Above: Bongeka’s Patch and herbalist. Photo: Graham Grieve.
Knowledge of medicinal plants is very common among the communities of Pondoland, often starting with young children, who learn while accompanying local herbalists collecting medicines in the veld.
“We are losing that knowledge now,” Sinegugu says. “Kids today are no longer exposed to plants and the environment as we were”.
“Young people today can no longer learn as much as we did because they are leading such a different life from when we were young. There were no television sets then, no cellphones. Young people today are preoccupied with cellphones.”
Top: Boophone disticha. Above: Eriosemopsis subanisophylla. Photos: Graham Grieve.
A holistic approach to healthcare is at the core of the traditional use of medicinal plants. As well as treating illness or injury, plants can be used as charm plants.
“Charm plants may be used for steam baths to make skin more attractive or even by people who want to be lucky with something – perhaps they are going job seeking.”
The biodiversity of Pondoland, including its medicinal plants, faces a number of different threats. Population pressure is a widespread threat and croplands from farming can often expand into virgin veld. Too frequent veld fires used to burn old dry grass in the sourveld for better grazing is another challenge. Pondoland has also not escaped widespread alien plant invasion.
Some medicinal plants are in such demand that they have fallen victim to overcollection in some areas. This is one reason why Sinegugu Zukulu has been discussing with the South African National Biodiversity Institute (SANBI) the idea of establishing a botanical garden dedicated to the cultivation, use and conservation of Pondoland’s endemic plants.
Above: Gwe Gwe Bay. Photo: Graham Grieve.

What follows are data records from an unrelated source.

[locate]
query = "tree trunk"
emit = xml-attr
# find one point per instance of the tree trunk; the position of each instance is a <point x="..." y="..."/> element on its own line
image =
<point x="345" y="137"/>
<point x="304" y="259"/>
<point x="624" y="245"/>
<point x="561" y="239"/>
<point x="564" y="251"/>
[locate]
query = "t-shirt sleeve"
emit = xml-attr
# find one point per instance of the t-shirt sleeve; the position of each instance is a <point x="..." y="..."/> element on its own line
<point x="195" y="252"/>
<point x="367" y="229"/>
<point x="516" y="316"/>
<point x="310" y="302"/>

The proposed new botanical garden aims to save and protect these endemic species, as well as showcasing them to visitors so they can be seen all in one place. Part of the project would comprise a nursery to grow and process medicinal plants. This would create jobs for local people by supplying the local market.
Sinegugu has always had the people of Pondoland front and centre of his extensive and highly varied work. Innovative community-driven conservation remains key to his success.
“If conservationists understand the importance of biodiversity to people’s lives and livelihoods, their task would become much easier,” he says. “If you take this approach, people would not need a lot of convincing for them to conserve biodiversity.”
Sinegugu would love to see Pondoland getting some recognition and conservation status, such as a biosphere reserve or a world heritage site.
“But,” he cautions, “we have to make sure that the rights of the people are also protected so they still have access to the land.”
Medicinal and Charm Plants of Pondoland by Sinegugu Zukulu, Tony Dold, Tony Abbott and Domitilla Raimondo (SANBI, Pretoria).